Years later I testify at a murder trial.  The victim had suffered a severe head injury resulting in an acute subdural hematoma and multiple areas of bruised and swollen brain.  Acute and chronic alcohol abuse complicated her care by liver and bone marrow damage.  In short, her body did not have the reserves to heal her wounds or stop her bleeding.  Despite a major operation and a week in intensive care she succumbed to her injuries.

At the trial, the woman’s boyfriend was accused of beating her to death.  My testimony is limited to answering questions from the prosecutor about the mechanisms of her head injury; the defense attorney asked no questions.  The boyfriend is convicted.

Justice finally appears; I should be satisfied.  But I am not.

What I know is that the woman died as the result of her alcohol addiction.  And whether or not her injury was the result of a fall or an assault, her boyfriend was convicted as a result of his alcohol addiction.  The blame lay less in the blow to the victim’s head than to that obscure first drink given to a person emotionally and physically susceptible to addiction, and the lack of opportunities for redemption along the way–and this is true for both the victim and the perpetrator.  They fell like two lost children clinging to each other in the dark and stumbling together.

Justice appears and is served, but she is a blind and cruel lady.  I am happy to turn away from the courtroom and back to the hospital where mercy reigns.

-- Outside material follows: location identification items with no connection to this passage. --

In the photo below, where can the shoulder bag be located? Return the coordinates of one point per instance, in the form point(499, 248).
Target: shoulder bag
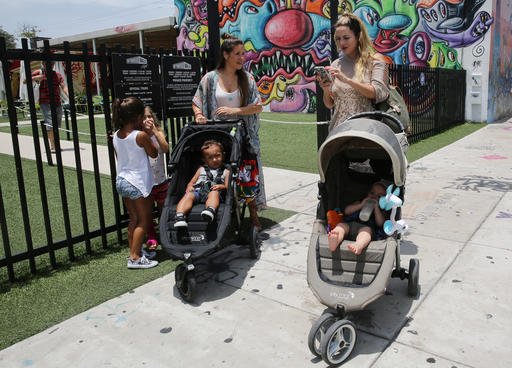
point(395, 105)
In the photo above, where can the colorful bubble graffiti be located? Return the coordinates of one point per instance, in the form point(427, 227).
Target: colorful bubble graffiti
point(285, 39)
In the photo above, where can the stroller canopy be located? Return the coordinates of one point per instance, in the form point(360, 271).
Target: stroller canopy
point(363, 138)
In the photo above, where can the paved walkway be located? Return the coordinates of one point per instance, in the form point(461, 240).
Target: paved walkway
point(258, 313)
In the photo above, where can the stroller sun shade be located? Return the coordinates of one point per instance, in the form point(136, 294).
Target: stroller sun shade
point(363, 139)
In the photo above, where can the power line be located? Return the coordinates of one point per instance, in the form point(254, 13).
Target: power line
point(117, 15)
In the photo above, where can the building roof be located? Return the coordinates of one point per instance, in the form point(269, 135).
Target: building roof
point(157, 33)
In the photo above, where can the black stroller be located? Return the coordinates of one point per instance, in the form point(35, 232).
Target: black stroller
point(201, 239)
point(356, 154)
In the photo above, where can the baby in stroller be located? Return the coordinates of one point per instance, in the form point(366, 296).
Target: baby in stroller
point(206, 186)
point(363, 221)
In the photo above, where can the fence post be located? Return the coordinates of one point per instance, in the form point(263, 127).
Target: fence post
point(44, 133)
point(5, 238)
point(213, 33)
point(66, 122)
point(437, 108)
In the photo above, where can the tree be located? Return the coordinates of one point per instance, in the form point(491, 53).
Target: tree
point(10, 40)
point(28, 30)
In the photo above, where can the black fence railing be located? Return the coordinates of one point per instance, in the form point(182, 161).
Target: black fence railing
point(88, 206)
point(435, 99)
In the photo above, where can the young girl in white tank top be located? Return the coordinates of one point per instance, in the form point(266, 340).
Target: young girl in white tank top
point(134, 178)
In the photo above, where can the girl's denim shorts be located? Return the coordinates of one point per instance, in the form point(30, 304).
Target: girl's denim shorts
point(127, 190)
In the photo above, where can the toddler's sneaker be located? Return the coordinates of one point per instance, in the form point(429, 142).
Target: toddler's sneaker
point(179, 220)
point(149, 254)
point(208, 214)
point(152, 244)
point(142, 262)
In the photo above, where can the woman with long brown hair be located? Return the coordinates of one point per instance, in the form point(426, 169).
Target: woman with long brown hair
point(229, 92)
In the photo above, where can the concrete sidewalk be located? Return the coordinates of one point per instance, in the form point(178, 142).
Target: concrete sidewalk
point(258, 313)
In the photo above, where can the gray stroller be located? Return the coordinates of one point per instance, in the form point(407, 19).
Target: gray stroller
point(364, 149)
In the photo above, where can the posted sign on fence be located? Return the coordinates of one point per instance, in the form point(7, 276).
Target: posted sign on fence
point(139, 76)
point(181, 76)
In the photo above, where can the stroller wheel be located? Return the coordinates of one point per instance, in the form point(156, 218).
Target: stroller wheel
point(338, 342)
point(414, 275)
point(254, 243)
point(318, 330)
point(185, 282)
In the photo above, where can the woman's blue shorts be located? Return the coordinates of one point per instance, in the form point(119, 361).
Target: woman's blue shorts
point(126, 189)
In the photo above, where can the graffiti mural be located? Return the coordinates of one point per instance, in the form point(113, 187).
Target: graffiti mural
point(500, 79)
point(285, 39)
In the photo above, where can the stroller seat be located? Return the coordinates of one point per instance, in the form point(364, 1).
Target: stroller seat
point(344, 267)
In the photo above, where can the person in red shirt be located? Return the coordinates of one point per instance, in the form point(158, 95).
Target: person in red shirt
point(44, 98)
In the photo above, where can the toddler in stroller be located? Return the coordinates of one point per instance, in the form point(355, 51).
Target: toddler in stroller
point(355, 156)
point(204, 231)
point(206, 186)
point(363, 221)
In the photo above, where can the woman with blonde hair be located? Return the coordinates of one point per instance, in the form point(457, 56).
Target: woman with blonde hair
point(358, 78)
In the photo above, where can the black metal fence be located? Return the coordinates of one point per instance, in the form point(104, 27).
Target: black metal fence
point(88, 204)
point(435, 99)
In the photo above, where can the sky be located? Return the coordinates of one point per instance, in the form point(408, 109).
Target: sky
point(60, 18)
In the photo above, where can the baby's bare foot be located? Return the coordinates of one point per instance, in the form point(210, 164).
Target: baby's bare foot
point(356, 249)
point(333, 241)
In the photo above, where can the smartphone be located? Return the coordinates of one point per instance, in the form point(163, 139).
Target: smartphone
point(323, 73)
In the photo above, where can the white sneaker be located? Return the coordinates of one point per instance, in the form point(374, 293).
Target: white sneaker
point(149, 254)
point(142, 262)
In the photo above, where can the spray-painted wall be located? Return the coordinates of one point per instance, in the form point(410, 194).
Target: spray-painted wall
point(285, 39)
point(500, 71)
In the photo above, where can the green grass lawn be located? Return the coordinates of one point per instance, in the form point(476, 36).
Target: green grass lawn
point(38, 302)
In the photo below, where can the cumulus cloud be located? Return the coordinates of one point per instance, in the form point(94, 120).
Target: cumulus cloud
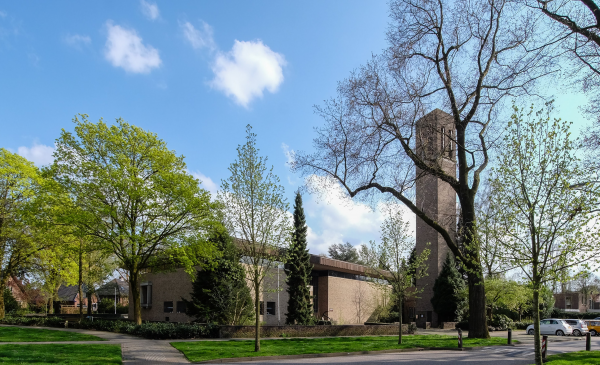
point(246, 71)
point(39, 154)
point(207, 183)
point(289, 154)
point(77, 40)
point(124, 48)
point(333, 217)
point(198, 38)
point(150, 10)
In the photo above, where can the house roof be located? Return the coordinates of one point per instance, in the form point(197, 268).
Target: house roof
point(109, 288)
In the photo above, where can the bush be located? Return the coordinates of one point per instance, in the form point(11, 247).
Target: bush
point(156, 331)
point(502, 322)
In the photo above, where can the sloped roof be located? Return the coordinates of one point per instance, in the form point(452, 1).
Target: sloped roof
point(109, 288)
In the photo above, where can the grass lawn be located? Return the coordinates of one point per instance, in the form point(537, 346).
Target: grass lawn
point(572, 358)
point(60, 354)
point(210, 350)
point(16, 334)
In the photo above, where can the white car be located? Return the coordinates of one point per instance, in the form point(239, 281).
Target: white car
point(552, 326)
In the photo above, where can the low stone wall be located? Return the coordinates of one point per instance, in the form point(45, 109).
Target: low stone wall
point(312, 331)
point(448, 325)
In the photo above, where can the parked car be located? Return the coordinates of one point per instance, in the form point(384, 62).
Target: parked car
point(552, 326)
point(594, 327)
point(579, 326)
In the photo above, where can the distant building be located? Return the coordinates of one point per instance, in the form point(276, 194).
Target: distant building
point(115, 288)
point(342, 294)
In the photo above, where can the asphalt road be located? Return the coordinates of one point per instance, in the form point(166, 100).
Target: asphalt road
point(521, 354)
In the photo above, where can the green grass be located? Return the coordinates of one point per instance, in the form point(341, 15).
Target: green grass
point(572, 358)
point(61, 354)
point(210, 350)
point(16, 334)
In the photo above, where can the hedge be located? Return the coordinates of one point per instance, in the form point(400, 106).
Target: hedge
point(156, 331)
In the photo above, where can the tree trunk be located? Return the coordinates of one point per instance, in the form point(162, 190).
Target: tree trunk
point(536, 324)
point(400, 321)
point(477, 308)
point(134, 284)
point(257, 322)
point(3, 283)
point(80, 282)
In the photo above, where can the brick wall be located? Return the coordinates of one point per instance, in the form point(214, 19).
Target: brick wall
point(311, 331)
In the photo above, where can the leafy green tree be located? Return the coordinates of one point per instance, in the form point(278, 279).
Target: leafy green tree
point(344, 252)
point(390, 262)
point(220, 291)
point(23, 215)
point(134, 196)
point(547, 223)
point(256, 214)
point(447, 299)
point(299, 270)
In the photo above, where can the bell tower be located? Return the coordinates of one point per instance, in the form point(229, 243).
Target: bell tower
point(435, 136)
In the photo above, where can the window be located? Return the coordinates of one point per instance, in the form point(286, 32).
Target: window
point(271, 308)
point(181, 307)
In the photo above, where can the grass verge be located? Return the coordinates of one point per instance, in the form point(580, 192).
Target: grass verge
point(572, 358)
point(15, 334)
point(61, 354)
point(211, 350)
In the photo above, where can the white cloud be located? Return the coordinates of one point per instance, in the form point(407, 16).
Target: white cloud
point(207, 183)
point(198, 38)
point(77, 40)
point(150, 10)
point(247, 70)
point(333, 217)
point(289, 154)
point(39, 154)
point(124, 48)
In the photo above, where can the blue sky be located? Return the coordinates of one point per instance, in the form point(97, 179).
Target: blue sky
point(196, 73)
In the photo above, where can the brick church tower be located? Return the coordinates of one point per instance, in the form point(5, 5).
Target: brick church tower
point(435, 137)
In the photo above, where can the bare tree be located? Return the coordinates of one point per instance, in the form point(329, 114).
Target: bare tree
point(462, 56)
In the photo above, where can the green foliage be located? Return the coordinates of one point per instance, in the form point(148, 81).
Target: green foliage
point(344, 252)
point(391, 263)
point(156, 331)
point(448, 300)
point(10, 303)
point(134, 196)
point(220, 293)
point(300, 310)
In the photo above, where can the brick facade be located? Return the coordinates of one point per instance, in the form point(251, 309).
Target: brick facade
point(434, 141)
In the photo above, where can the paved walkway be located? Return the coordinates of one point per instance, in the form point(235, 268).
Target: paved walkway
point(137, 350)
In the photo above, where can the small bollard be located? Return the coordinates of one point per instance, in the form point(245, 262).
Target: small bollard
point(588, 341)
point(544, 347)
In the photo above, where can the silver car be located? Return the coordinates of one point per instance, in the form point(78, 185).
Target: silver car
point(552, 326)
point(579, 326)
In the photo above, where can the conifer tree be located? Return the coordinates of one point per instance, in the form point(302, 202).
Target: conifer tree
point(299, 270)
point(446, 291)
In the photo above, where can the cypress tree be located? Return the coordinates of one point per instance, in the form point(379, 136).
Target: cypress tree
point(446, 291)
point(298, 271)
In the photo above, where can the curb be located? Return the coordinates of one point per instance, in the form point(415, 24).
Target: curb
point(306, 356)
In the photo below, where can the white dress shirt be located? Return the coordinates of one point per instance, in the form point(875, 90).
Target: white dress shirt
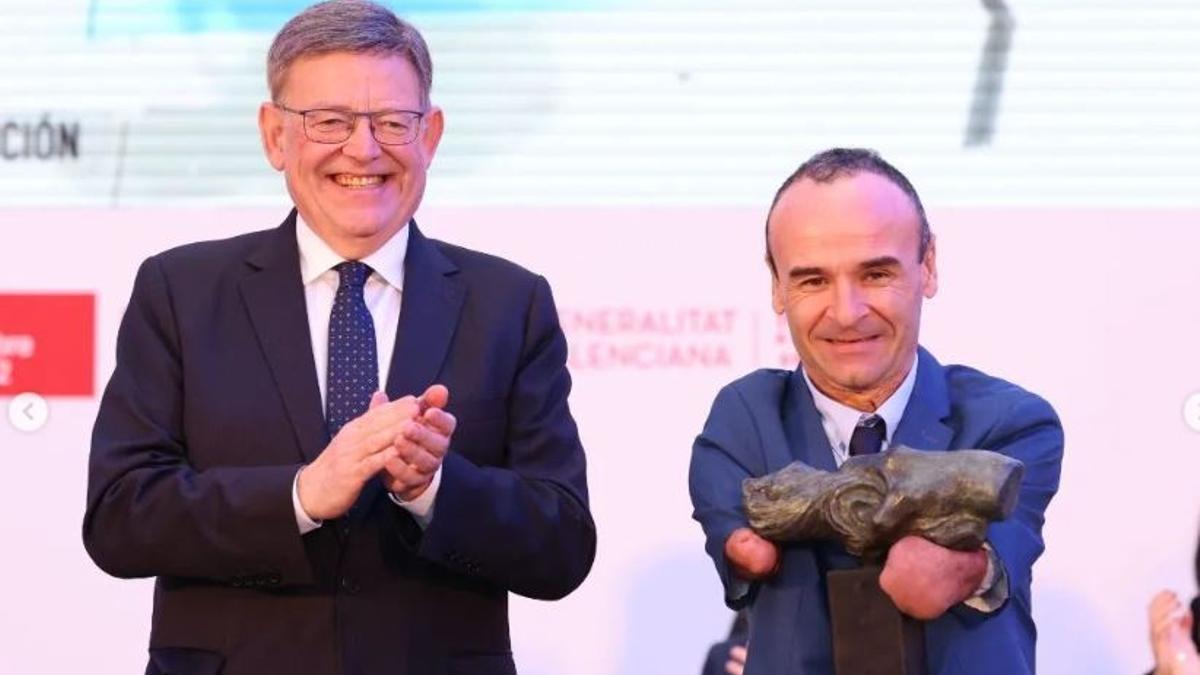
point(383, 293)
point(839, 419)
point(839, 422)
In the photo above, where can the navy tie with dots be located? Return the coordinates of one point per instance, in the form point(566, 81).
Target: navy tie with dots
point(868, 436)
point(353, 366)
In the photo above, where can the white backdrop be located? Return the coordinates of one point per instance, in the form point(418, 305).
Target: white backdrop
point(1096, 310)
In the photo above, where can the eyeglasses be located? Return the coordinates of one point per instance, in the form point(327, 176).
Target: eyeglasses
point(389, 127)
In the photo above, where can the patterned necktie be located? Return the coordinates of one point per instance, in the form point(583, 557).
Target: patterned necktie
point(353, 366)
point(869, 435)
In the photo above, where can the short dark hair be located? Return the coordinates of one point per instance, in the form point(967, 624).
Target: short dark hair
point(844, 162)
point(359, 27)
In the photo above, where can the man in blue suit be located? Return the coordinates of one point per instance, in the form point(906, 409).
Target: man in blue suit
point(852, 260)
point(339, 444)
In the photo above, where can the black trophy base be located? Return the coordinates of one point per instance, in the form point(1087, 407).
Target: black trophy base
point(870, 637)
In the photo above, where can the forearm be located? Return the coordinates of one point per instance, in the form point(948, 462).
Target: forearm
point(531, 536)
point(222, 524)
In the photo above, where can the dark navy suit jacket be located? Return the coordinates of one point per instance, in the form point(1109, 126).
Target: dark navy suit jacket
point(213, 408)
point(767, 419)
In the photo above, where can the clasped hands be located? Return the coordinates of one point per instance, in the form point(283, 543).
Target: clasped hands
point(401, 441)
point(922, 578)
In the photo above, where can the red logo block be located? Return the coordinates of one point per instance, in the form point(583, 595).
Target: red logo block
point(48, 345)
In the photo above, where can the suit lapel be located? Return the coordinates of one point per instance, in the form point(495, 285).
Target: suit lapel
point(429, 315)
point(274, 297)
point(922, 426)
point(802, 423)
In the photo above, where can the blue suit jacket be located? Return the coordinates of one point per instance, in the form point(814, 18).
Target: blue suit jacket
point(214, 406)
point(767, 419)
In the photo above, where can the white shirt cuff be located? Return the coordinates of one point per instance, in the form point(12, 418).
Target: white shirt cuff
point(303, 521)
point(421, 508)
point(993, 591)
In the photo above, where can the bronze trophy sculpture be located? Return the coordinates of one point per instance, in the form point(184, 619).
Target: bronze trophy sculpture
point(868, 505)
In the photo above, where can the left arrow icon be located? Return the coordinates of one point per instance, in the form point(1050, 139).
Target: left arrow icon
point(28, 412)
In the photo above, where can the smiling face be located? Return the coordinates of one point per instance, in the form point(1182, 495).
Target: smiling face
point(354, 195)
point(847, 276)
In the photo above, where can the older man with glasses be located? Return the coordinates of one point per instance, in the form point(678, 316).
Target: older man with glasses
point(339, 444)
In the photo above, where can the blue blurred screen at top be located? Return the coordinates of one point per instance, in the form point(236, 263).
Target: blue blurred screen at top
point(115, 18)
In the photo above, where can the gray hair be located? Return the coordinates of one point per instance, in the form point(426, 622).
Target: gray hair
point(844, 162)
point(358, 27)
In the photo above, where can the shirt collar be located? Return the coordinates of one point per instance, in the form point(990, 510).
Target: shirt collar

Sometimes I worry about my adult children.  They are never prepared for battle.  I have watched my them treat others with mercy more than justice.  They have committed random acts of kindness: befriending refugees, paying for a dangerous tree to be removed from the yard of a stranger who couldn’t afford it, sticking with a friend who was not only sick but crazy.  They acted unconcerned about how these others got into their situations.  They acted like suckers.

Dad would have been proud.

Random acts of violence can rob me of my innocence and drive me to seek justice instead of mercy.  But innocence is not a possession to be lost; it is a quality to be chosen.  And if innocence is chosen, random acts of kindness prevail.